The Big Dark Sky (22)
14
He had taken away Ophelia Poole’s wristwatch because he said time had already run out for her, and therefore a watch was of no use.
Perhaps an hour before sunset, Optime returned for her. Asher Optime. He’d shown her his driver’s license, so that she would know the name he’d given her was in fact his and would conclude that he wouldn’t have revealed it if he wasn’t certain she had no chance of escape.
This self-emasculated crackpot scared her, but he didn’t terrify her into helplessness. He didn’t understand why she didn’t quail before him, but he had no way of knowing that she had been expecting him for years and living for the day when he would appear.
Leaving his chair on the veranda, eating one of the cookies that earlier he’d retrieved from his larder when weed-induced craving overcame him, he said, “Pissed your pants yet?”
“Not me,” she said. “What about you?”
Looming over Ophelia, screwing his pale face into as portentous an expression as he was able to manage while wacked-out on pot, he said, “I’m escorting you to the necropolis. ‘No place affords a more striking conviction of the vanity of human hopes than there.’”
“What an ass you are,” she taunted him. “Who talks that way?”
“Samuel Johnson. Though his subject was libraries rather than graveyards. I think it was Johnson, not Shakespeare. Anyway, it was someone whose IQ was three times yours.” He sucked at his teeth to extract a lingering morsel of cookie. “Let’s see how long you can hold on to hope when you’re locked in there with the rotting dead.”
“If you’ll let me take a piss, I’ll have no trouble holding on to hope until I kill you.”
Ophelia dared to speak to him like this because she had three advantages over the sociopathic creep. First, she had read what existed of his ridiculous manifesto and understood the swollen ego and the delusions that motivated him. Second, she was a lot more intelligent than he thought she was, with common sense and street smarts that were unknown to his kind. And finally, he was ludicrous, a fool who lacked the capacity for clear-eyed self-examination that might have saved him from his foolishness. She only had to play with him psychologically and keep herself alive until he made the stupid move that would be the death of him.
Or so she told herself repeatedly, insistently. In spite of the extraordinary intensity of Optime’s madness and his barely repressed ferocity, Ophelia refused to entertain even a shadow of a shadow of a doubt.
“What about you?” she asked. “Do you still piss like a man, or did you cut off your willie, too?”
His throttled rage was apparent in tics and other stresses in his face. His eyes were incandescent wicks swollen with gaslight. The hissing of the lantern seemed to come from him, as if he were the great snake that resided at the bottom of the pit of the world “until he awakens in hunger and moving his head to right and to left prepares for his hour to devour.” She considered reciting those lines to him, but she doubted that he would know the source, T. S. Eliot, and she was sure that he would not grasp the meaning.
When he took the switchblade from a pocket of his jacket, she thought she might have pressed him too hard. However, he only used the knife to cut the zip tie that bound her wrists.
He put the blade on the table where she could reach it, though he drew the pistol from the holster on his hip and gave her a look into the muzzle. “Free your ankles, but don’t do anything stupid.”
After she cut the zip ties that fettered her, she returned the knife to the table, and Optime took possession of it again.
He keyed open the padlock that fixed the chain around her neck, and she was free of that, too.
In respect of the pistol, she didn’t get up from the chair until he ordered her to her feet.
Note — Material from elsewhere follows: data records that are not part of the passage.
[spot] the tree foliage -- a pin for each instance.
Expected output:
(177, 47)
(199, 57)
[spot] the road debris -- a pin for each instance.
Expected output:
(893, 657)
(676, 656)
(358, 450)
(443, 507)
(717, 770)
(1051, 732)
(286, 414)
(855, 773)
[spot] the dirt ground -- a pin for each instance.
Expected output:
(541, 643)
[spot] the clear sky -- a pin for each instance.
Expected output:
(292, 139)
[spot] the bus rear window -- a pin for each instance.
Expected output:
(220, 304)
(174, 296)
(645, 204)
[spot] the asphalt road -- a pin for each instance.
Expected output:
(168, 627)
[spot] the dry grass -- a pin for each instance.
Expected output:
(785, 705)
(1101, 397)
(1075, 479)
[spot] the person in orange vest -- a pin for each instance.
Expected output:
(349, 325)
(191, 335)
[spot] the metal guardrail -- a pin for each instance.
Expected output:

He followed her across the barroom, through the back door, to the outhouse that had two holes in its smooth board seat. He had restored the small structure from a state of near collapse. In another century, this privy served the patrons of the saloon, but it now accommodated Optime and his prisoners.
Previously, when he accompanied Ophelia to the outhouse, he permitted her to close the door. This time, the sharp edge of his repressed rage became apparent when he denied her privacy.
In the summer heat, the place stank. Beetles crawled the pit below, and fat spiders sat patiently in their elaborate tapestries of sticky silk everywhere that the walls met the ceiling.
The shadowy interior would have allowed a degree of modesty, except that Optime stood to one side of the open door to watch her, allowing a shaft of sunshine to spill inside and reveal her in the act.
She refused to be embarrassed. Instead, she made him the object of ridicule. “Now that you have the sex drive of a dead worm, is this how you get your jollies—watching ladies pee?”
Backlit, his face in shadow and his eyes as black as the empty sockets of the Grim Reaper, he didn’t respond. His silence was ominous, and Ophelia decided that she should say no more.
When she was finished, he walked her out to the street and followed her, pistol in hand, toward the small stone church at the end of the abandoned town.
Slowly sinking toward the great mountains in the west, the sun had for several minutes bathed the ghost town in a honeyed splendor that made some of the weathered buildings appear gilded. Now, the late afternoon grew moody with a blood-orange radiance as eerie as witch fires. The few windows that remained intact took color from the sun and peered at the street like jack-o’-lantern eyes.